Disaster Risk Assessment – The FirstStep In Your Emergency Preparedness Plan


The first step in preparing for a natural disaster is to make a disaster risk assessment.  Being aware and informed about the type of disaster, both natural and man made, that is most likely to occur where you live, will increase your survival risk.

The West and West Coast regions of the country are the most likely to have an earth quake.  If you live in “Tornado Alley” which consists of Nebraska, Oklahoma, Kansas, South Dakota and Northern Texas, you are more prone to experience tornados and high winds.

The Southeast coast and the Gulf Coast are the most susceptible to hurricanes.  Florida  is the most vulnerable state to hurricanes because it has two coastlines.

Even though high water can occur almost anywhere, low lying areas such as the Mississippi and Missouri rivers are the more inclined to have frequent flooding.  Also, flooding and mud side disasters can occur in all mountain areas because of heavy rainfall or early snow melt.

You can be forewarned of some natural disasters such as hurricanes, tornadoes, flooding and fire by being alerted via TV broadcasts, emergency radio, or Internet.  Or, perhaps you will receive a phone call or hear a special siren.  Emergency workers have been known to go door-to-door in isolated areas.

Other natural disasters, such as earthquakes, and some fires are hard to predict.  It may be impossible to forewarn you of forthcoming dangers.  Regions that are vulnerable to these types of crisis generally have emergency disaster centers that are equipped with disaster risk management information.  Locate a center in your area and obtain survival instruction.

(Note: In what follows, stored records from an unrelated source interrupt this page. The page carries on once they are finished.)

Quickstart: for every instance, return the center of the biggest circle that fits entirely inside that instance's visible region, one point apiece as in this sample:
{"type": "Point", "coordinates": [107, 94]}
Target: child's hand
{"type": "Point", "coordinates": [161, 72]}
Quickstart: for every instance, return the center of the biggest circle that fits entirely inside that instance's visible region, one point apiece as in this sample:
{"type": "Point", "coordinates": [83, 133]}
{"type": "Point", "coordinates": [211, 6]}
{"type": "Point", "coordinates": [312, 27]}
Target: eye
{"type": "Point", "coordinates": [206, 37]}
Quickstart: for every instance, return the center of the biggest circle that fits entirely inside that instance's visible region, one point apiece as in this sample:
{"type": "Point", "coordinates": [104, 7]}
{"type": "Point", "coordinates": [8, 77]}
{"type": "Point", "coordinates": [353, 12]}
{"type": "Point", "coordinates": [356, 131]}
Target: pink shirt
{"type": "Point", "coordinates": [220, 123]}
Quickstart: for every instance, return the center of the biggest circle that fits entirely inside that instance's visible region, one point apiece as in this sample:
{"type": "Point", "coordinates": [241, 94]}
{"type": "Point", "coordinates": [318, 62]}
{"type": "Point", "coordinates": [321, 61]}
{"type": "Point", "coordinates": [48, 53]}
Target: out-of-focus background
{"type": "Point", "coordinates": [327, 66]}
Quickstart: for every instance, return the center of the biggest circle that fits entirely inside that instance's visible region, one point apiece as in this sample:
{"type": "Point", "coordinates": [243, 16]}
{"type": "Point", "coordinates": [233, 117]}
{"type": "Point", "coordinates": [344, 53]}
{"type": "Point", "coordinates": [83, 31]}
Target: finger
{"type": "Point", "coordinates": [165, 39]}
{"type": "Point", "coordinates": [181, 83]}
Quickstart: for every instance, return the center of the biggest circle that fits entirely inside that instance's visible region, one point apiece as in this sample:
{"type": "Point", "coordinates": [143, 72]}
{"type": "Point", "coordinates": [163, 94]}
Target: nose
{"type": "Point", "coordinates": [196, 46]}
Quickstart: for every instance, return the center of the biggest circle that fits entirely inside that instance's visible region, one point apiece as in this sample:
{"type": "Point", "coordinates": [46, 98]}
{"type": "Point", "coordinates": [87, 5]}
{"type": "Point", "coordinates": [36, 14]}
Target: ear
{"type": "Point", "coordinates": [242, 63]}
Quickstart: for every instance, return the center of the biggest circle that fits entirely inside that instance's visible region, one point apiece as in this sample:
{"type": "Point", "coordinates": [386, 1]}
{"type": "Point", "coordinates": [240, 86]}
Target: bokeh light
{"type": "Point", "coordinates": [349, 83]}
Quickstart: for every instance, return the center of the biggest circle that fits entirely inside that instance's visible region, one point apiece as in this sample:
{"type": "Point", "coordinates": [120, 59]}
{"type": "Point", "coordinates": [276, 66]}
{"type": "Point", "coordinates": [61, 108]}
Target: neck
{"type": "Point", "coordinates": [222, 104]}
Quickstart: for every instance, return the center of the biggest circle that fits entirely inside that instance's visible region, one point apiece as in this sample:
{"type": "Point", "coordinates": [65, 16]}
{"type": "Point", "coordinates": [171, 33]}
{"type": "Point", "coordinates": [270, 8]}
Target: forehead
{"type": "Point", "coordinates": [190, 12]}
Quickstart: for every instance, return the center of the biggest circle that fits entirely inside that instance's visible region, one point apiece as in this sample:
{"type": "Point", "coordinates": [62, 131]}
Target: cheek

Depending upon the severity of the disaster, you may ask to evacuate your home.  Or, you may be advised to hunker down and stay in your own home or protected area.  Either way, you should be prepared.  Being aware of the kinds of natural disaster that you are prone too, you will have some indication what what you can expect.

Bottom Line:  By making a disaster risk assessment and getting information from your local Emergency Disaster Center, you will reduce your natural disaster risks substantially.  Protect yourself and your family by becoming educated about your community’s particular disaster risk.